497 Azalea Drive Suite 101 Oxford, MS 38655
(662) 234-1337

Hearing loss has a lot of different causes and manifestations. It can be sudden or gradual. It can occur in one ear or both ears. It can be temporary or permanent. It happens to people of all ages and is associated with the aging process. Before discussing causes and treatments for hearing loss, it is important to understand how hearing works.

How We Hear

There are three sections of the ear: the outer ear, middle ear and inner ear. Each section helps move sound through the process of hearing. When a sound occurs, the outer ear feeds it through the ear canal to the eardrum. The noise causes the eardrum to vibrate. This, in turn, causes three little bones inside the middle ear (malleus, incus, stapes) to move. That movement travels into the inner ear (cochlea), where it makes tiny little hairs move in a fluid. These hairs convert the movement to auditory signals, which are then transmitted to the brain to register the sound.

Causes of Hearing Loss

Hearing loss occurs when sound is blocked in any of the three areas of the ear. The most common cause of hearing loss — and one of the most preventable — is exposure to loud noises. Infections, both of the ear or elsewhere in the body, are also a major contributor to hearing loss.

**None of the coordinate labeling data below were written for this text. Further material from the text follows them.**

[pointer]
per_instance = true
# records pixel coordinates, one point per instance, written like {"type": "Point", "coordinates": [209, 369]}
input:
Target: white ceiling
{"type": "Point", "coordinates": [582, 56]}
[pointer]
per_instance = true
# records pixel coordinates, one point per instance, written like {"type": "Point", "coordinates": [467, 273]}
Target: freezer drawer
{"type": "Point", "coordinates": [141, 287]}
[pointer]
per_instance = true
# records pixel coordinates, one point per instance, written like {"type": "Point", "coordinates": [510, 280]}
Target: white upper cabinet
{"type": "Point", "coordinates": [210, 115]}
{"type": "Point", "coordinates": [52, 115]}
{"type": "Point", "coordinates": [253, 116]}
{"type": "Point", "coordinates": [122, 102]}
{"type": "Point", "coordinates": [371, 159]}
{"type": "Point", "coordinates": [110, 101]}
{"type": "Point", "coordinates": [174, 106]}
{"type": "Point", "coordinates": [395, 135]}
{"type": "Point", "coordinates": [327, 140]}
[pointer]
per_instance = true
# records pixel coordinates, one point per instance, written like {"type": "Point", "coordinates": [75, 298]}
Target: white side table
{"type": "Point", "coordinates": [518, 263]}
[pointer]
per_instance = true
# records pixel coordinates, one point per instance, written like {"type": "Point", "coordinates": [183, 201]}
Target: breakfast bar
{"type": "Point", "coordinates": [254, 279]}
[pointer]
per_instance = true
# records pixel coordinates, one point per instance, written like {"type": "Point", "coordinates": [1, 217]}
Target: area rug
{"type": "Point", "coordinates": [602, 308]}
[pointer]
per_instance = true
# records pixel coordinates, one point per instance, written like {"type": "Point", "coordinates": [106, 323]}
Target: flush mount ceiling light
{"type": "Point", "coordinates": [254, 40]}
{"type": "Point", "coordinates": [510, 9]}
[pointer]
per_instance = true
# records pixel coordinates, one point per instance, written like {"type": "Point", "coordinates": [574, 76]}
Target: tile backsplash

  • In the Outer Ear: Earwax build-up, infections that cause swelling, a growth in the ear canal, injury or birth defects can restrict hearing in the outer ear.
  • In the Middle Ear: Fluid build-up is responsible for the most common infections and blockages in the middle ear. Fluid in the middle ear prevents the bones from processing sounds properly. Tumors, both benign and malignant, can also result in hearing loss in the middle ear.
  • In the Inner Ear: The natural process of aging diminishes hearing from damage to the cochlea (mechanism for converting sound vibrations to brain signals), vestibular labyrinth (which regulates balance), or the acoustic nerve (nerve that sends sound signals to the brain). Additionally, inner ear infections, Meniere's disease and other nerve-related problems contribute to hearing loss in the inner ear.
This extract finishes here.